Sri Lanka recovers top rebel bodies, fights remnants

Sri Lankan special forces fought on Monday to destroy the remnants of the Tamil Tigers in the final battle of a quarter-century war, while the military said it found the bodies of top rebels including the leader’s son.

The fate of that leader, Liberation Tigers of Tamil Eelam (LTTE) founder Vellupillai Prabhakaran, remained a mystery.

Sri Lankan President Mahinda Rajapaksa declared victory on Saturday and the Tigers admitted defeat the day after, even as the last battle in a civil war that erupted in 1983 was being fought inside less than a square kilometre (0.5 mile).

The imminent firing of the war’s last shot propelled the currency <LKR=> and stock markets <.CSE> to one-month and seven-month highs respectively. [ID:nCOL492656]

In Colombo, demonstrators threw rocks at the British High Commmission, tossed a burning effigy of Foreign Secretary David Miliband inside and spray-painted its heavily fortified wall with epithets and a message: "LTTE headquarters".

Miliband has been critical of the Sri Lankan government’s prosecution of the war, and is seen here as sympathetic to the vocal pro-LTTE lobby that has protested outside parliament for weeks in Britain. London has said it backs a war crimes probe.

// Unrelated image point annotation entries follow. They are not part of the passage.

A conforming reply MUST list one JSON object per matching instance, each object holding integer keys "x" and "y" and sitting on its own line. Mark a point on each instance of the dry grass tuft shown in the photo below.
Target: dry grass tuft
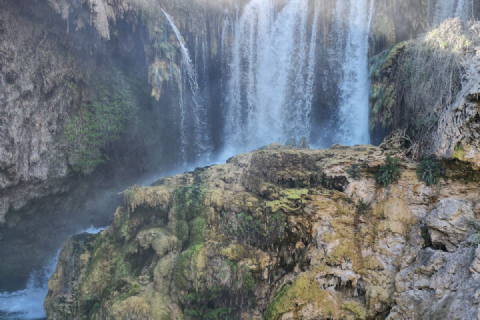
{"x": 431, "y": 75}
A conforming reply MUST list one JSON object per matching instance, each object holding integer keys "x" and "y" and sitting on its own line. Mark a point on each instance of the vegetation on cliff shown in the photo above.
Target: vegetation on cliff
{"x": 280, "y": 233}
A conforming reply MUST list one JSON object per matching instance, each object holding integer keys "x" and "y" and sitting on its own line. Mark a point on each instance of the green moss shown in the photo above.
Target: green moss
{"x": 356, "y": 309}
{"x": 459, "y": 152}
{"x": 102, "y": 120}
{"x": 189, "y": 202}
{"x": 429, "y": 171}
{"x": 302, "y": 291}
{"x": 390, "y": 172}
{"x": 188, "y": 268}
{"x": 261, "y": 230}
{"x": 197, "y": 229}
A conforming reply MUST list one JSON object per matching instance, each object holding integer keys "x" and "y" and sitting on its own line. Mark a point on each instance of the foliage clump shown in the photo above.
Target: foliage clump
{"x": 104, "y": 119}
{"x": 261, "y": 231}
{"x": 390, "y": 172}
{"x": 429, "y": 171}
{"x": 354, "y": 172}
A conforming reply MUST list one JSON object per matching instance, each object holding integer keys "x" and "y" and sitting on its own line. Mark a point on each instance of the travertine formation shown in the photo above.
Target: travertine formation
{"x": 281, "y": 233}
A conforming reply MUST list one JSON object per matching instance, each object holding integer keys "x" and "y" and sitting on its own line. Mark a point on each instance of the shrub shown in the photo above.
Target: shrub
{"x": 104, "y": 119}
{"x": 390, "y": 172}
{"x": 429, "y": 171}
{"x": 354, "y": 172}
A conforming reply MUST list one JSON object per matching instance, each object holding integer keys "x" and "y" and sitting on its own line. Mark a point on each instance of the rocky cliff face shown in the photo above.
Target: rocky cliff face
{"x": 282, "y": 233}
{"x": 445, "y": 120}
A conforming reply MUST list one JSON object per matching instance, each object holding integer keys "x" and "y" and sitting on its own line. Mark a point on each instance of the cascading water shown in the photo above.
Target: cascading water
{"x": 270, "y": 89}
{"x": 203, "y": 147}
{"x": 28, "y": 303}
{"x": 355, "y": 85}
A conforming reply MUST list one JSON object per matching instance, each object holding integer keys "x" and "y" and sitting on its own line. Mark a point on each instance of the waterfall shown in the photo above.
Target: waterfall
{"x": 28, "y": 303}
{"x": 355, "y": 85}
{"x": 198, "y": 110}
{"x": 270, "y": 89}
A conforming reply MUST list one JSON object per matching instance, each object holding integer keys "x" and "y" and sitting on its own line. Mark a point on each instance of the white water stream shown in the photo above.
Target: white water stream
{"x": 270, "y": 89}
{"x": 355, "y": 85}
{"x": 197, "y": 108}
{"x": 27, "y": 304}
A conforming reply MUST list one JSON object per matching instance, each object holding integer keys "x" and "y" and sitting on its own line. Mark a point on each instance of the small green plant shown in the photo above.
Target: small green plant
{"x": 354, "y": 172}
{"x": 476, "y": 240}
{"x": 429, "y": 171}
{"x": 390, "y": 172}
{"x": 362, "y": 206}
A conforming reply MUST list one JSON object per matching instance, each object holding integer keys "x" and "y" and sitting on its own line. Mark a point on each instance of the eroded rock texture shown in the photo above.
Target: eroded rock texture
{"x": 281, "y": 233}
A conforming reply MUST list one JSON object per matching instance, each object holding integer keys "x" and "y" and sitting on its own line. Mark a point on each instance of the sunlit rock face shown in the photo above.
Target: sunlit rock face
{"x": 444, "y": 122}
{"x": 280, "y": 233}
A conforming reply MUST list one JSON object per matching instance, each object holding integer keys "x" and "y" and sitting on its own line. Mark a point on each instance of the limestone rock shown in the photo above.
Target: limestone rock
{"x": 267, "y": 227}
{"x": 303, "y": 144}
{"x": 449, "y": 223}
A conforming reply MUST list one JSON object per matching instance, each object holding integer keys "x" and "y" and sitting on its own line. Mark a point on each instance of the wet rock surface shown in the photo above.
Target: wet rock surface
{"x": 273, "y": 235}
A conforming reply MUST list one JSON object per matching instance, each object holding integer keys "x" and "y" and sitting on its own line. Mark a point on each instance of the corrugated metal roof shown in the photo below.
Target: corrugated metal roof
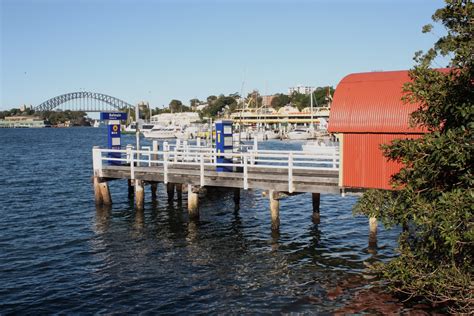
{"x": 371, "y": 103}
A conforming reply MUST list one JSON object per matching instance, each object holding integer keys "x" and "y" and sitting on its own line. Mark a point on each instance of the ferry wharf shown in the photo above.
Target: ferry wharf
{"x": 191, "y": 168}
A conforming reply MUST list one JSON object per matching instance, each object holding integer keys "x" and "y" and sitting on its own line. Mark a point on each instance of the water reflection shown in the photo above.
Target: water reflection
{"x": 230, "y": 254}
{"x": 102, "y": 218}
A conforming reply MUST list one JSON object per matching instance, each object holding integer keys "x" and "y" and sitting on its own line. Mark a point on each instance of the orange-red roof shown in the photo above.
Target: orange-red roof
{"x": 371, "y": 103}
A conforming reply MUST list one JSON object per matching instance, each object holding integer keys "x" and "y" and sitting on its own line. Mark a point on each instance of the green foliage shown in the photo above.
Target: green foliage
{"x": 177, "y": 106}
{"x": 434, "y": 200}
{"x": 280, "y": 100}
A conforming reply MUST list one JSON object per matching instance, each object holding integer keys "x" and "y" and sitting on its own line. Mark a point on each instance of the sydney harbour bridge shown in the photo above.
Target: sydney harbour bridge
{"x": 84, "y": 101}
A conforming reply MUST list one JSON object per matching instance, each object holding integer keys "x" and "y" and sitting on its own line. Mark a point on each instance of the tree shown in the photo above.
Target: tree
{"x": 220, "y": 104}
{"x": 280, "y": 100}
{"x": 194, "y": 103}
{"x": 434, "y": 200}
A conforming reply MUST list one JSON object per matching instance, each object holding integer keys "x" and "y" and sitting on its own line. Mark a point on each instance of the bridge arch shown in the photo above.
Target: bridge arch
{"x": 103, "y": 102}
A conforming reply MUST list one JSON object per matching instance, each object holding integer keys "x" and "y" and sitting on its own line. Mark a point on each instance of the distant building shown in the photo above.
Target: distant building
{"x": 267, "y": 99}
{"x": 181, "y": 118}
{"x": 301, "y": 89}
{"x": 22, "y": 122}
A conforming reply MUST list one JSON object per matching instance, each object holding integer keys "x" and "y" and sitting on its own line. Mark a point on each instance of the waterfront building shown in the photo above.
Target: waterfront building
{"x": 284, "y": 115}
{"x": 182, "y": 118}
{"x": 23, "y": 122}
{"x": 301, "y": 89}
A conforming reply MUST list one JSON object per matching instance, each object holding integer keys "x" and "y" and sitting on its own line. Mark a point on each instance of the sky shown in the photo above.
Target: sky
{"x": 158, "y": 50}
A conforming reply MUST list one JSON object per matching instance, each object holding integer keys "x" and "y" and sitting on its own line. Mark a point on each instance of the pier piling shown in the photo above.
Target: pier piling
{"x": 97, "y": 194}
{"x": 153, "y": 188}
{"x": 179, "y": 191}
{"x": 139, "y": 195}
{"x": 316, "y": 205}
{"x": 105, "y": 193}
{"x": 237, "y": 198}
{"x": 275, "y": 209}
{"x": 170, "y": 190}
{"x": 130, "y": 189}
{"x": 372, "y": 232}
{"x": 193, "y": 201}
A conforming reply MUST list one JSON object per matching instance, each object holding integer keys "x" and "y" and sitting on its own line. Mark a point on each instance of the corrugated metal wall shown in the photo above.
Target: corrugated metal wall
{"x": 371, "y": 103}
{"x": 364, "y": 164}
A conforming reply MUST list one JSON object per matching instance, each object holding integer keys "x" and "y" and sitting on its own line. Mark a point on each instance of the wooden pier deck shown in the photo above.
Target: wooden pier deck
{"x": 280, "y": 173}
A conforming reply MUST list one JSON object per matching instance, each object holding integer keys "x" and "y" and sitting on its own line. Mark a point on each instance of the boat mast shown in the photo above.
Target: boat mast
{"x": 311, "y": 109}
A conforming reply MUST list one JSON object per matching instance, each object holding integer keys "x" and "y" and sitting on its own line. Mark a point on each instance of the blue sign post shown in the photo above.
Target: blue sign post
{"x": 224, "y": 144}
{"x": 113, "y": 128}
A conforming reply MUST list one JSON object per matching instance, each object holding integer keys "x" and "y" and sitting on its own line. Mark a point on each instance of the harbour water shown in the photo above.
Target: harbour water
{"x": 61, "y": 254}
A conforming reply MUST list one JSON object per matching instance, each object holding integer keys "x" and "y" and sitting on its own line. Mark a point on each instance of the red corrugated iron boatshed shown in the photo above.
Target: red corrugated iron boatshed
{"x": 367, "y": 110}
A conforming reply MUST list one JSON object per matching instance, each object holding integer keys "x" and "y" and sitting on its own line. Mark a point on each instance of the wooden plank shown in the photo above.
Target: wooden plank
{"x": 263, "y": 181}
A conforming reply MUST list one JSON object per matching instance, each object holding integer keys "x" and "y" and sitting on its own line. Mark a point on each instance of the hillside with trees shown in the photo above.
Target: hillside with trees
{"x": 434, "y": 200}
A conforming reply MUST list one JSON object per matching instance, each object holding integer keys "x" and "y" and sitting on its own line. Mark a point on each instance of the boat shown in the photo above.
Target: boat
{"x": 132, "y": 128}
{"x": 321, "y": 145}
{"x": 243, "y": 135}
{"x": 300, "y": 134}
{"x": 188, "y": 132}
{"x": 160, "y": 132}
{"x": 266, "y": 135}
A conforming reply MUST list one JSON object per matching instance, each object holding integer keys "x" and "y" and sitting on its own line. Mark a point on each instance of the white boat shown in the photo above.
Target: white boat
{"x": 160, "y": 132}
{"x": 272, "y": 134}
{"x": 300, "y": 134}
{"x": 188, "y": 132}
{"x": 266, "y": 135}
{"x": 323, "y": 146}
{"x": 244, "y": 135}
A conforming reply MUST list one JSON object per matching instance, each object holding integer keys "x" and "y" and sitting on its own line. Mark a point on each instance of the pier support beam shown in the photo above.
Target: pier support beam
{"x": 130, "y": 189}
{"x": 372, "y": 232}
{"x": 139, "y": 195}
{"x": 316, "y": 204}
{"x": 97, "y": 194}
{"x": 153, "y": 188}
{"x": 179, "y": 191}
{"x": 193, "y": 201}
{"x": 274, "y": 209}
{"x": 237, "y": 198}
{"x": 105, "y": 193}
{"x": 170, "y": 191}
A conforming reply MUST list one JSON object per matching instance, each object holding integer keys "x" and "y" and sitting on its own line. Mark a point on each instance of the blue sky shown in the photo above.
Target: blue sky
{"x": 160, "y": 50}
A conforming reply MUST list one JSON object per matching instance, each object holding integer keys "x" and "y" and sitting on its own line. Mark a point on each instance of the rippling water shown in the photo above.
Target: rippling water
{"x": 58, "y": 253}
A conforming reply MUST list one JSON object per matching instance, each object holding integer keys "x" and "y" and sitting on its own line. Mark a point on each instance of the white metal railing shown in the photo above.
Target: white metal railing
{"x": 207, "y": 157}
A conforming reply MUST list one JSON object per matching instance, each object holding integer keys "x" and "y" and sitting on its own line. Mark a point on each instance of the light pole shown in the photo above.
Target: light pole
{"x": 137, "y": 131}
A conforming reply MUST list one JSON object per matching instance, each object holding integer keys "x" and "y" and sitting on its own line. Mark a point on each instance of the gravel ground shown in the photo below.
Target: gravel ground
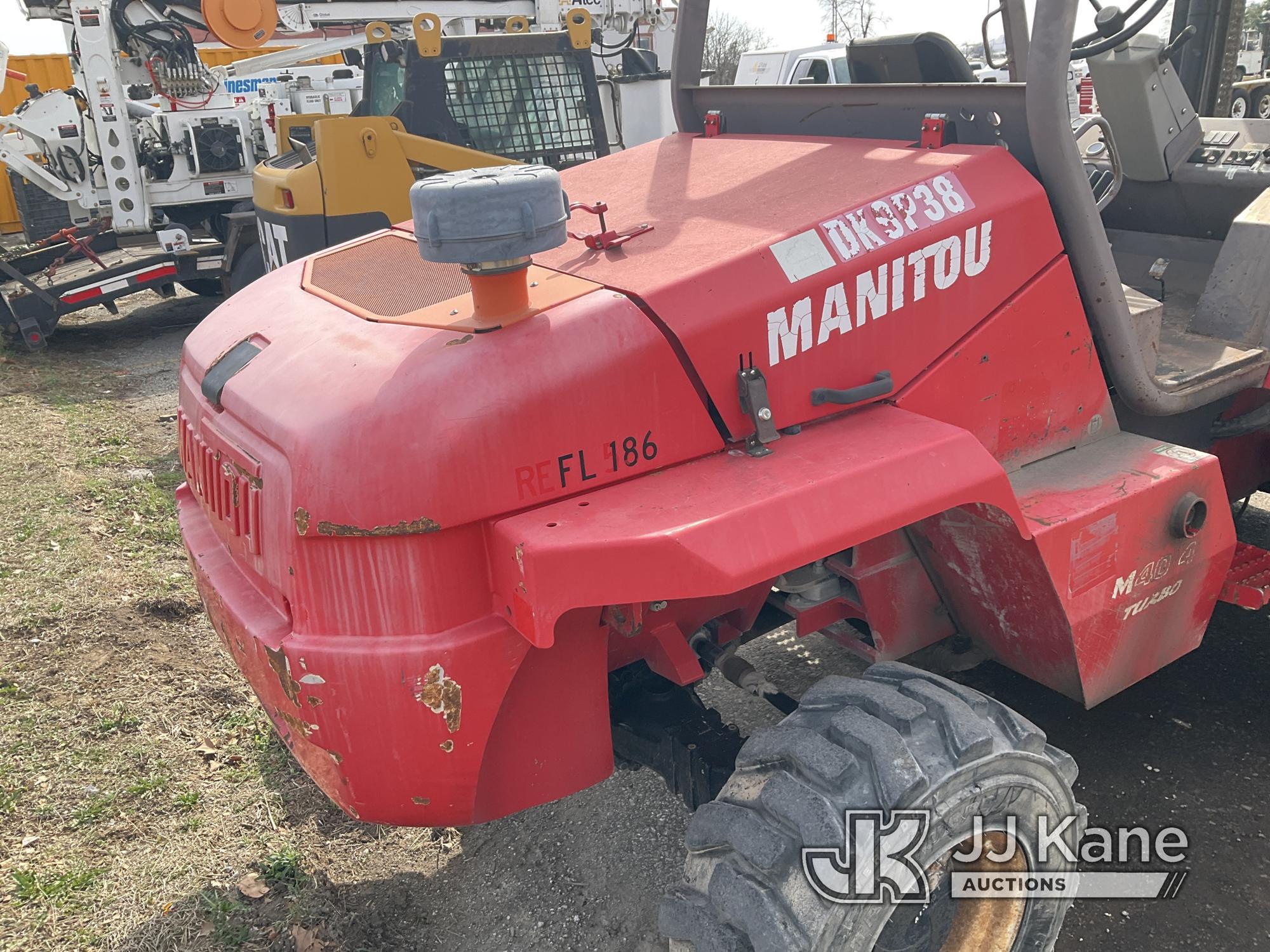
{"x": 1188, "y": 747}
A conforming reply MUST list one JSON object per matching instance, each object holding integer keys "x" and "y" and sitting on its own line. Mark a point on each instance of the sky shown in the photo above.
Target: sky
{"x": 798, "y": 25}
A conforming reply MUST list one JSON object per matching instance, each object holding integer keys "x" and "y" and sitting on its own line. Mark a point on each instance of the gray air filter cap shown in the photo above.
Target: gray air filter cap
{"x": 490, "y": 215}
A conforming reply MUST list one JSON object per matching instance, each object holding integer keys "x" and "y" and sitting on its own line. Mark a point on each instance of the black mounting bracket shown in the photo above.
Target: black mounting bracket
{"x": 660, "y": 725}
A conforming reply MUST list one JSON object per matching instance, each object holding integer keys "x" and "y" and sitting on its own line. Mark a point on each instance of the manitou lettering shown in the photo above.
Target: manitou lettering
{"x": 878, "y": 293}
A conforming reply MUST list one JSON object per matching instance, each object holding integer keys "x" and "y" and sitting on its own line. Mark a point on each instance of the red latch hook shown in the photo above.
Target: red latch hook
{"x": 606, "y": 238}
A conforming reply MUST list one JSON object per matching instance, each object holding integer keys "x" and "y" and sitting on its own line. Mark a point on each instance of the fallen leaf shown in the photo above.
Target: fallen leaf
{"x": 307, "y": 940}
{"x": 252, "y": 888}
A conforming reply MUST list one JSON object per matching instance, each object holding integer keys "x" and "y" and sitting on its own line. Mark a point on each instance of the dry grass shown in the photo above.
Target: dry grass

Sri Lanka has been furious that a number of its embassies in foreign capitals have been vandalised by Tamil Tiger backers.

At the front, troops found the body of Prabhakaran’s son and heir-apparent, Charles Anthony, defence spokesman Keheliya Rambukwella said.

Tiger political wing head B. Nadesan and spokesman Seevaratnam Puleedevan were among 78 bodies also found, he said.

The remaining LTTE fighters were battling special forces troops from bunkers surrounded by mines and booby-traps.

"Now they are restricted to 300 square metres, and are destroying all their assets even though they said they would silence their guns," Rambukwella said, a reference to Sunday’s LTTE statement admitting defeat.

HUNTING PRABHAKARAN

Military sources said checks were still being carried out on a body thought to be Prabhakaran’s, but so far were unconclusive.

Overnight, another corpse suspected to be his was found in an ambulance troops blew up with a rocket-propelled grenade as it sped out of the war zone.

"It caught fire and we found three bodies and we believe one may be Prabhakaran. We are checking," a military source said on condition of anonymity. Three other military sources gave the same account, but the military officially had no comment.

The LTTE could not be reached for comment and it was not possible to verify the military’s assertions since the battlefront has been sealed off to outside observers.

Rajapaksa prorogued parliament on Monday, the required step for him to take the role of speaker and address the body. He was due to make his formal declaration of victory there on Tuesday.

In less than three years, Sri Lanka’s bulked-up military has answered critics who said there was no way to defeat the LTTE, which had carefully crafted an aura of military invincibility.

Troops have seized 15,000 sq km from the LTTE, which it had ruled as a de facto state for Sri Lanka’s Tamil minority and guarded with a standing army, naval wing and even a small air force. The LTTE had called it Tamil Eelam.

The cataclysmic end came after the government rejected calls for a truce to protect civilians, and the Tigers refused to surrender and free 50,000-100,000 people the United Nations and others said they were holding as human shields.

Each side accuses the other of killing civilians, and diplomats say there is evidence both have done so. The U.N. rights chief on Friday said she backed an inquiry into potential war crimes and humanitarian violations by both sides.

The final battle intensified after the last of the 72,000 civilians remaining in the war zone were reported freed on Sunday.

But diplomats and aid workers said they feared some civilians may still have been inside the war zone after the military had declared it freed of non-combatants. Those remaining were likely to be relatives of LTTE members or diehard supporters, they said.

The LTTE on Sunday said that 3,000 people were dead and 25,000 wounded. The government has repeatedly accused the Tigers of manufacturing or exaggerating civilian deaths to garner international sympathy so it can by time to rearm.